How to Install Tin Ceiling Tiles
Get the look of 1920's glamour on your ceiling with unbelievably real-looking fake tin tiles.
People often think to decorate their walls with art and new paint colors, or their floors with fabulous rugs, but a famous designer secret to making a space special is to dress the ceiling. It isn't called the fifth wall for nothing. We started this project with a bare, square ceiling over a Spanish-style dining room. With some simple calculating and installing, this faux tin ceiling makes a dramatic impact, and it keeps with the 1920's style of the space. This plastic tile is made to look just like the real tin version. In addition to being easier to cut and work with, it's cheaper, too.
- faux tin ceiling tiles
- concrete sealer
- measuring tape
- chalk snap line
- duct tape
- paint roller
Get Started: Plan, Purchase and Install
Find the square footage of the area you'd like to tile. Measure the length and width of the space. Next multiply those numbers together to find the square footage. This will be important for ordering enough of the product you select. If you're working on a ceiling, have a friend help you measure if needed to get the correct dimensions.
Order Your Tiles
When picking faux tiles, think about the style of your home first. Look for a style that naturally blends with your space. Faux tin ceiling tiles come in several colors, and several faux metal finishes – it comes down to taste and color scheme. They also come in 6" patterns up to 24" patterns. We chose a larger pattern that had a Spanish-style vibe and ordered it in a dark, bronzed finish.
Purchase 15% more tile than you need, for any cutting mistakes and pattern matching. I also suggest ordering 1" decorative strips in the matching material of your tile to cover seams.
To determine your installation needs, check the ceiling's material. Many people prefer a glue-up install, so you can reposition tiles as needed while the glue sets up. Plaster, paneling and plywood work with glue, but check your manufacturer's instructions for best practices.
Mark the Control Lines
For most spaces, the control line should be a straight line cutting your tiled area in half. Measure to find a halfway point on either side of your space. Use a snapping chalk line to connect the two points by stretching it from one side to the other at your halfway mark.

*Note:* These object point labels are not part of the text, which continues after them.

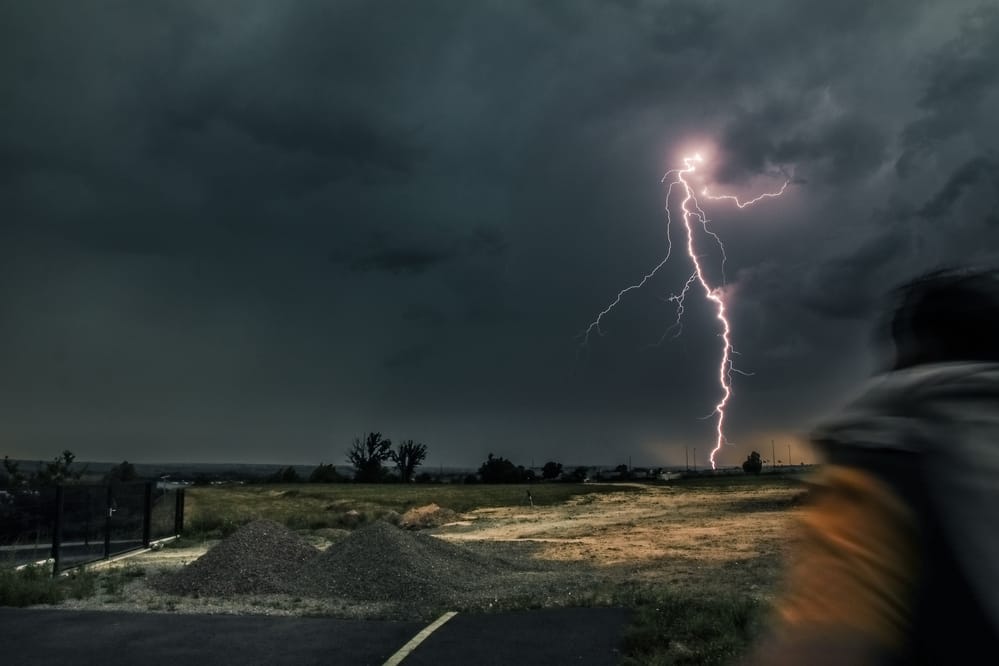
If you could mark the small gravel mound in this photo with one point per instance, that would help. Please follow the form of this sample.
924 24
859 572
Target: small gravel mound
381 562
261 557
431 515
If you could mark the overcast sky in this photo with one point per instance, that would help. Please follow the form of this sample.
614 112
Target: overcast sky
246 230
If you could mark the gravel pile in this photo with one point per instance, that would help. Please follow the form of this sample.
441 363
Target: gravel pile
422 517
381 562
261 557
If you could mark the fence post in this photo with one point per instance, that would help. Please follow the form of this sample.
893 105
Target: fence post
109 509
178 515
147 515
57 531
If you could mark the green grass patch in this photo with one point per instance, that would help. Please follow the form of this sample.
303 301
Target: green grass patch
34 585
670 629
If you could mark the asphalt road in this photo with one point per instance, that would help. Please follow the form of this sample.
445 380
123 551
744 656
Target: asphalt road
582 636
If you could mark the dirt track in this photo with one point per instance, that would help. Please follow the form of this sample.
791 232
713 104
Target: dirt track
685 537
679 535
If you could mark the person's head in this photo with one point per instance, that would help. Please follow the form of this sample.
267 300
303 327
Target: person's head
946 315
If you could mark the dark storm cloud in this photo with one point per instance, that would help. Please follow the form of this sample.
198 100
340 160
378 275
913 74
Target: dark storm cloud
958 79
416 260
982 170
256 222
411 356
849 287
787 132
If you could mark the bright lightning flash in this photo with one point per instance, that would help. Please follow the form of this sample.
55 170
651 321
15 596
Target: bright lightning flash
691 211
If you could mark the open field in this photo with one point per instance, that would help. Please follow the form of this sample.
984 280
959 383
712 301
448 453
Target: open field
701 557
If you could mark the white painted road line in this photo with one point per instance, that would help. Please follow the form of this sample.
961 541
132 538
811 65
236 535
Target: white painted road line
419 638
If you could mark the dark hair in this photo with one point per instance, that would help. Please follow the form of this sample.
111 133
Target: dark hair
947 315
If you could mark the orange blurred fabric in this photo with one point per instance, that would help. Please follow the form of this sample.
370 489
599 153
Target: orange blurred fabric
857 565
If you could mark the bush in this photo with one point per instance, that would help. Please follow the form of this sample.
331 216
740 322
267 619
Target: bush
35 585
753 464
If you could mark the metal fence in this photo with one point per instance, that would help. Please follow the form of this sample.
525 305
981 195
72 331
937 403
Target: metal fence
76 524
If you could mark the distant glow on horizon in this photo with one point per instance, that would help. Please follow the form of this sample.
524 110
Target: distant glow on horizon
690 208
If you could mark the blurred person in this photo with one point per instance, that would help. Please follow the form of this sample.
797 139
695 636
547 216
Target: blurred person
898 560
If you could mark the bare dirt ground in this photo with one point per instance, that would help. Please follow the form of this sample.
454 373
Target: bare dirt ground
682 537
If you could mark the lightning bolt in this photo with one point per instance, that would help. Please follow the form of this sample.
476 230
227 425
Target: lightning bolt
691 213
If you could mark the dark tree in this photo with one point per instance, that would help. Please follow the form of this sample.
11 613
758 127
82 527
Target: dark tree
407 456
13 477
125 471
501 470
285 475
551 470
753 464
367 457
325 474
59 470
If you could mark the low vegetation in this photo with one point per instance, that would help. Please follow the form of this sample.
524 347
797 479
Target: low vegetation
33 585
216 511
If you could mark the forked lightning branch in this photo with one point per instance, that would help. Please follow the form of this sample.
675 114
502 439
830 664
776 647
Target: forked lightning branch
691 214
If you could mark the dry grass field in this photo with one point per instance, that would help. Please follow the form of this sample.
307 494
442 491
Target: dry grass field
697 558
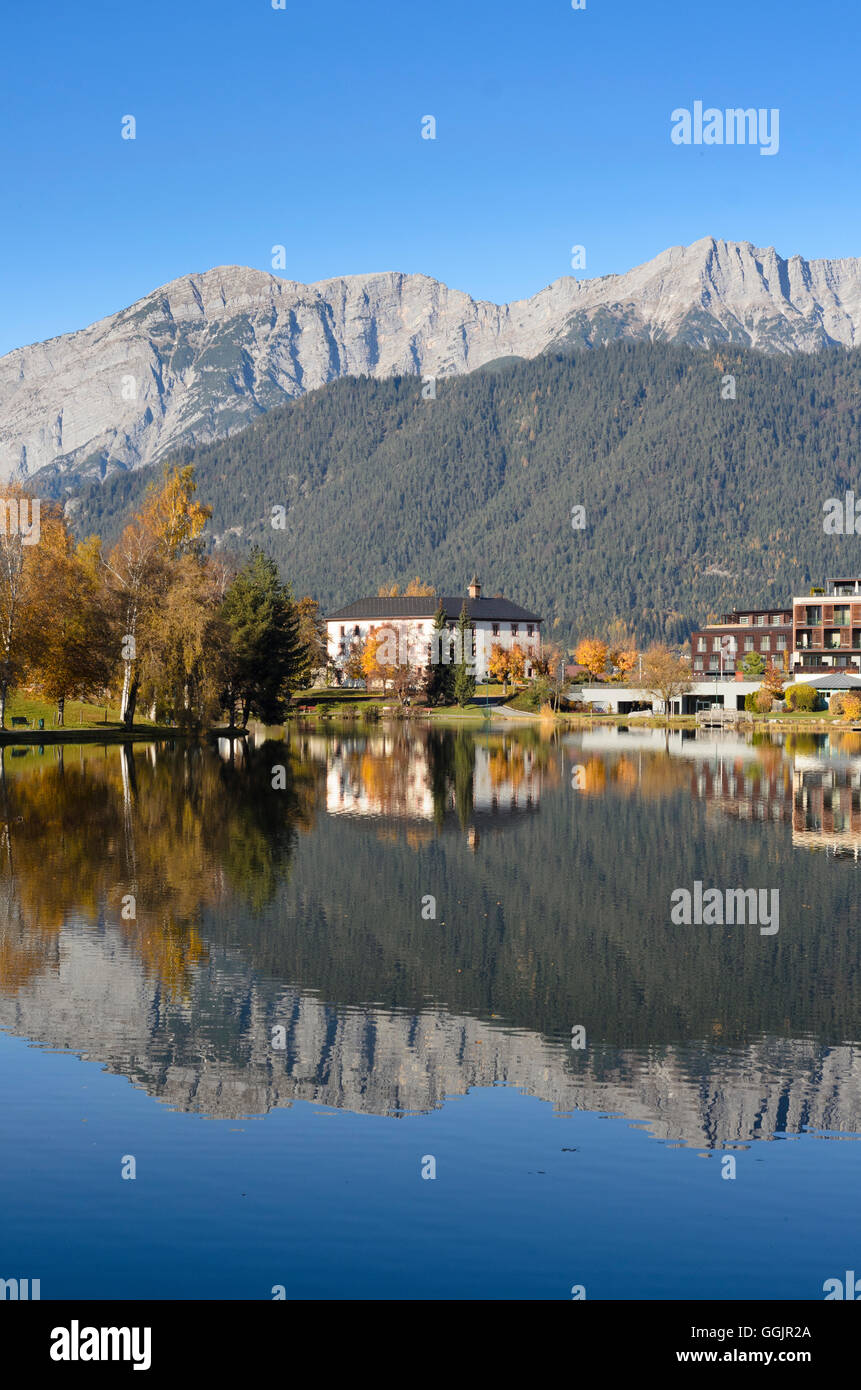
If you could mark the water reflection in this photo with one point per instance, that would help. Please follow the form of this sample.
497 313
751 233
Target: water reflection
166 908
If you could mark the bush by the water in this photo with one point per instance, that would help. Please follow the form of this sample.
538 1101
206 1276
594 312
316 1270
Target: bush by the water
803 698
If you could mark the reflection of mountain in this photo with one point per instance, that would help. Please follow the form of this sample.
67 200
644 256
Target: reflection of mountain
388 1062
242 923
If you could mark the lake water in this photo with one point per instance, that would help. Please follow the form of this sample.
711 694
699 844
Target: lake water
284 984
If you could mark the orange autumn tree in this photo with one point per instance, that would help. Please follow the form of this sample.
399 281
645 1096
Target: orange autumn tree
73 651
139 567
372 660
500 665
593 653
516 663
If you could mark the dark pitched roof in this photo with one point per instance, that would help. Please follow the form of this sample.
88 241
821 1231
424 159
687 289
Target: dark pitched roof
839 681
487 610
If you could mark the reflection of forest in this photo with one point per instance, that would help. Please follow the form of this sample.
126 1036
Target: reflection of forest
138 837
241 923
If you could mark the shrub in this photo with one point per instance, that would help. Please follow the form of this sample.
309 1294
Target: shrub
803 698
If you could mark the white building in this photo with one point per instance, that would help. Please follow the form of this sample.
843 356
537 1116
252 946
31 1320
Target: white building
406 626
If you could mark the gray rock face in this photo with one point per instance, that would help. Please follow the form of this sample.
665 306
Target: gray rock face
200 356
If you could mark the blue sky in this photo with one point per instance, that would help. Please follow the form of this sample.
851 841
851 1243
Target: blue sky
301 127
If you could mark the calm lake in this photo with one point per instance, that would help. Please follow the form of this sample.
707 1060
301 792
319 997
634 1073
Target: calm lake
402 1012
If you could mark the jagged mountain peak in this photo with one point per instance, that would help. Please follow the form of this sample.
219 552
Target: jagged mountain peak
202 355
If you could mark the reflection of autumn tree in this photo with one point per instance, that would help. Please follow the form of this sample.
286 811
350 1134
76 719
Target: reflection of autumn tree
178 830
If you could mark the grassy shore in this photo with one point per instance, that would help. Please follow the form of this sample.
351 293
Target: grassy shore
84 723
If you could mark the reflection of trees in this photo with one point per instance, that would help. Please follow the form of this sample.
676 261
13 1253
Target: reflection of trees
177 830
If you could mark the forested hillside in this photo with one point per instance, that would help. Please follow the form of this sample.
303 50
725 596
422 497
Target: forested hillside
693 502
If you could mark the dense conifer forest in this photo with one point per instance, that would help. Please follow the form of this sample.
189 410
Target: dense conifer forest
694 501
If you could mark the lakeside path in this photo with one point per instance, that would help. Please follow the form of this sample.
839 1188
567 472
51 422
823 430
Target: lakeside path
107 734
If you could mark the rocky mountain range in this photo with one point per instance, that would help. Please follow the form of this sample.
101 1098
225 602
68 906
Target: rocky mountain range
203 355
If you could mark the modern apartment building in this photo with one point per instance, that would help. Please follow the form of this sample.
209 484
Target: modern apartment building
719 648
826 628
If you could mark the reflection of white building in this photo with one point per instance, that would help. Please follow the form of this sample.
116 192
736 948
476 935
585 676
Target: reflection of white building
406 626
365 780
377 777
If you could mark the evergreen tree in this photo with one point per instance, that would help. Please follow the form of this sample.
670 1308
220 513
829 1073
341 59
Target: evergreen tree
264 651
440 685
465 676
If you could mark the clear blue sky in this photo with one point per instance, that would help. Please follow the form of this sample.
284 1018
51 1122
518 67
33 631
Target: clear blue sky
302 127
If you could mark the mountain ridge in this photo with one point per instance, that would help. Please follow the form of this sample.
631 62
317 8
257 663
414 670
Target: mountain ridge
206 353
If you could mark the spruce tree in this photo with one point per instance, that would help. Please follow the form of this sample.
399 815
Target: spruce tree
465 679
440 685
264 649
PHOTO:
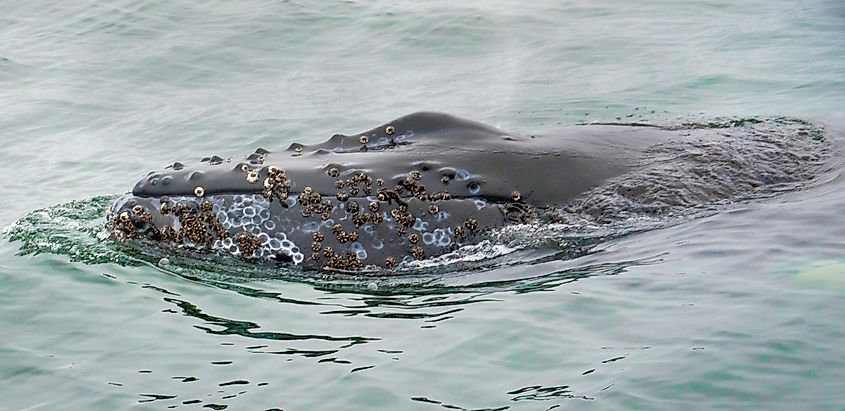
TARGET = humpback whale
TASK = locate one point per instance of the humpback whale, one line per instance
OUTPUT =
(419, 186)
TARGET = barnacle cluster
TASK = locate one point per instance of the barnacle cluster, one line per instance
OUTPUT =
(276, 185)
(133, 224)
(198, 224)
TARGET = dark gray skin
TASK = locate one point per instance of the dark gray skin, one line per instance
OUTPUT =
(492, 178)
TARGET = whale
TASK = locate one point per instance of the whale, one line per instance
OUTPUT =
(413, 188)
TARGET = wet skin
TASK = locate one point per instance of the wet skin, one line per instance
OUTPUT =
(413, 188)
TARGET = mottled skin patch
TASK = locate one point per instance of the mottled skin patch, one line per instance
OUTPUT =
(416, 187)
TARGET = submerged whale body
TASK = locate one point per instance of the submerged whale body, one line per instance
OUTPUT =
(419, 186)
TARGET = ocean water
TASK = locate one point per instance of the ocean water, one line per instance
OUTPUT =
(739, 308)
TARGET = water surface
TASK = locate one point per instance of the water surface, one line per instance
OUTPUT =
(739, 308)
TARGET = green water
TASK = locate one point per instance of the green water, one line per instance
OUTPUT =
(741, 309)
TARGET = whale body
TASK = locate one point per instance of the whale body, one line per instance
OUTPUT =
(415, 187)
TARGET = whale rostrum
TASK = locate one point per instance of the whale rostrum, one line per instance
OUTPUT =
(419, 186)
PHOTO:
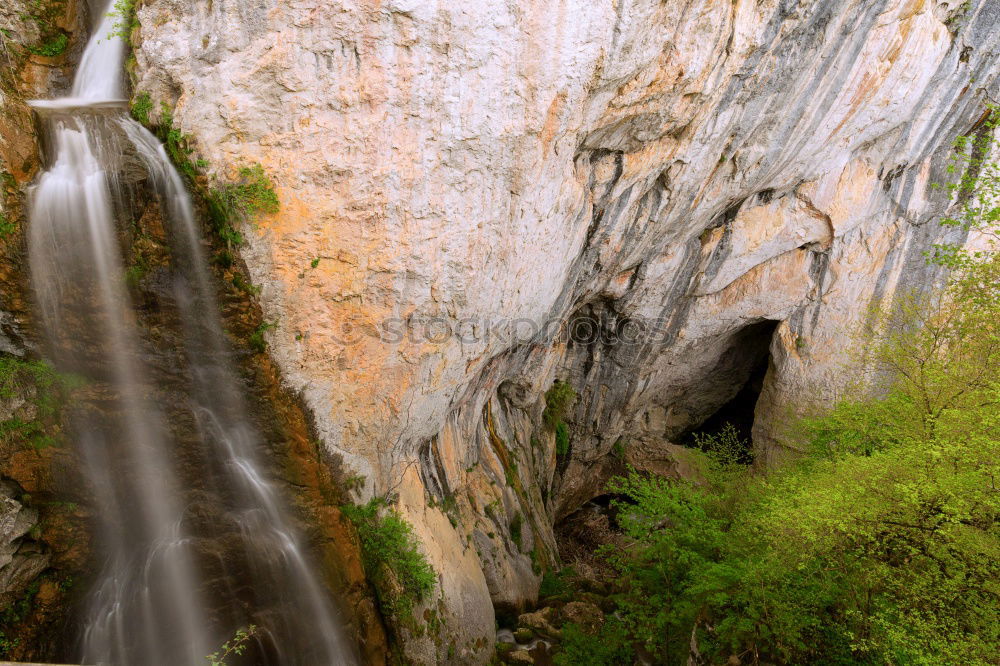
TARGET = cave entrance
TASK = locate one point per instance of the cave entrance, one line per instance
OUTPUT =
(743, 365)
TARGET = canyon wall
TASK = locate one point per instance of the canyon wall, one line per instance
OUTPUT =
(646, 199)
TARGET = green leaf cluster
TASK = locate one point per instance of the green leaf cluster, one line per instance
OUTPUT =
(881, 543)
(400, 573)
(45, 391)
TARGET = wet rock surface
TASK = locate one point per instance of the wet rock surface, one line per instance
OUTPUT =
(659, 180)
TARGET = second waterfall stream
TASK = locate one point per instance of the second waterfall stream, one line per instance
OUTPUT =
(194, 540)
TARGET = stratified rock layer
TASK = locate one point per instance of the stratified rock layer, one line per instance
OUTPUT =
(674, 180)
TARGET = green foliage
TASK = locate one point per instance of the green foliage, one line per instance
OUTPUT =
(6, 226)
(881, 544)
(141, 107)
(555, 583)
(125, 19)
(516, 524)
(51, 47)
(15, 613)
(400, 573)
(251, 195)
(562, 439)
(557, 399)
(45, 390)
(256, 339)
(234, 647)
(609, 646)
(241, 284)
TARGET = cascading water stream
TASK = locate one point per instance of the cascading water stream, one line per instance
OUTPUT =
(154, 603)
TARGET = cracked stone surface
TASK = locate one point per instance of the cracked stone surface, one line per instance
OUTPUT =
(662, 174)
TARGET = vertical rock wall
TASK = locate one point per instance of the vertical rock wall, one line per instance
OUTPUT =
(479, 198)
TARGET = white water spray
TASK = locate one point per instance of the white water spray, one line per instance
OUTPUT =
(150, 605)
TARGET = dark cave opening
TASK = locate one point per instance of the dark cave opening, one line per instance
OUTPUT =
(744, 364)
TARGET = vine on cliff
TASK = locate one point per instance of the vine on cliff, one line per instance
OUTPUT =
(401, 574)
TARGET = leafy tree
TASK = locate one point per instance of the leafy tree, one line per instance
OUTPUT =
(881, 545)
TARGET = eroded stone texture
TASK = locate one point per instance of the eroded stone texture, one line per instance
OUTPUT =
(685, 168)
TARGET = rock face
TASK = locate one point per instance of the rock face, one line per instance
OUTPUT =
(651, 200)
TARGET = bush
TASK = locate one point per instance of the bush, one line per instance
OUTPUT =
(141, 107)
(52, 47)
(44, 388)
(399, 571)
(557, 399)
(252, 194)
(562, 439)
(609, 646)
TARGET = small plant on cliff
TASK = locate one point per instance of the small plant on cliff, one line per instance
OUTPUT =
(252, 194)
(43, 392)
(125, 19)
(234, 647)
(562, 439)
(6, 226)
(51, 47)
(401, 574)
(256, 340)
(141, 107)
(557, 399)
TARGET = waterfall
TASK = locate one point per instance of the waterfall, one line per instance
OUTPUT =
(188, 558)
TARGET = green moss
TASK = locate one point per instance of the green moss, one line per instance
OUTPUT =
(44, 388)
(557, 399)
(401, 574)
(51, 47)
(256, 340)
(126, 21)
(515, 529)
(556, 583)
(241, 284)
(6, 226)
(141, 107)
(562, 439)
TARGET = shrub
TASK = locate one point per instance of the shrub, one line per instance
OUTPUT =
(515, 529)
(555, 583)
(401, 574)
(256, 340)
(609, 646)
(560, 396)
(562, 439)
(126, 21)
(44, 388)
(234, 647)
(252, 194)
(52, 47)
(141, 107)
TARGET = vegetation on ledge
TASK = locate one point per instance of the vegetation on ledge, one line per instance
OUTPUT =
(400, 573)
(42, 392)
(880, 544)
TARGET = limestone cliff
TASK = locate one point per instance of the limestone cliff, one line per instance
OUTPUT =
(647, 199)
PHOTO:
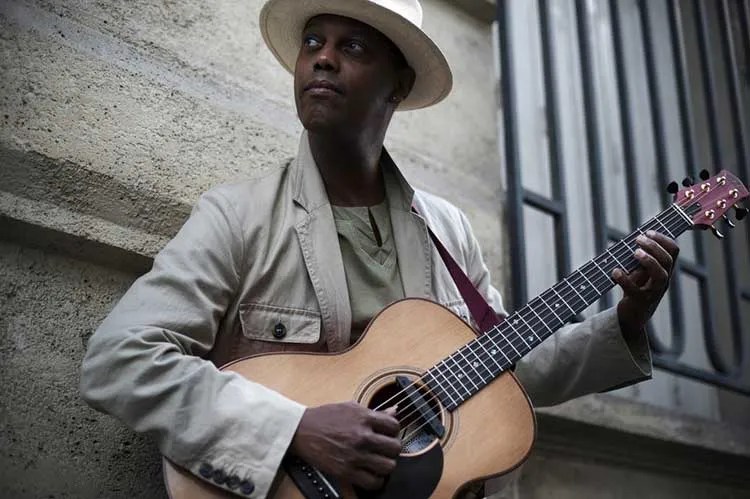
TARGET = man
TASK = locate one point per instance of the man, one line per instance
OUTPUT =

Two people should hold it in place, and one person should pull down and release the chalk-covered string to snap a chalky line on the ceiling. This will serve as a reference line that you can use to ensure straight tile placement.
Once you've completed a line going one direction, rotate 90 degrees and create another control line to create a cross and form straight lines bisecting your middle point. Plan for your first tile to be placed in the corner created by the intersection of the two chalk lines. For this project, that intersection fell behind a light fixture in the center of the room.
With a friends help, snap chalk line.
Two people should hold it taut in place, and one person should pull down and release the chalk-covered string to snap a chalky line on the ceiling.
Dry Fit Tiles Before Installing
It's always best to dry fit your tiles before gluing up. Before you apply adhesive, place your tiles on the ceiling and trace any fixtures you may have to cut around.
Duct tape on the back of your tiles will help hold it up while you trace and dry fit each tile.
Use scissors to cut tiles to fit your ceiling. We cut out rounded shapes, to leave room for the light fixture in the center of the room. Faux tin tiles are very easy to cut, but it is recommended to have a strong set of household scissors to do the job.
Roll On Cement and Install
The cement is applied using your paint roller. Apply an even coat to the back of your tiles. Contact cement has an open time of approximately 15 minutes. That means that once applied, you should let it sit for a few minutes to become tacky and the begin applying the tiles to the ceiling.
While they are setting up, apply an even coat of contact cement to your ceiling as well. The cement on both surfaces will bond with itself, creating a seal.
Apply the tiles on your reference line first and work out toward the edges of your ceiling. Measure and cut pieces of tile to fit any areas where a full tile cannot go. Stick to the pattern repeat for best results.
Apply an even coat to the back of your tiles.
Apply an even coat of contact cement to your ceiling as well.
Apply Tiles radiating from center
Clean and Cover Gaps
Sometimes ceilings are not square, so you may find yourself having to adjust a tile here and there. The decorative strips that match the tile are very helpful for covering any gaps. Clean the tiles with a dry cloth and make sure any cement has been wiped off the surface before you apply the strips. They are not repositionable, so try to get it lined up perfectly the first time.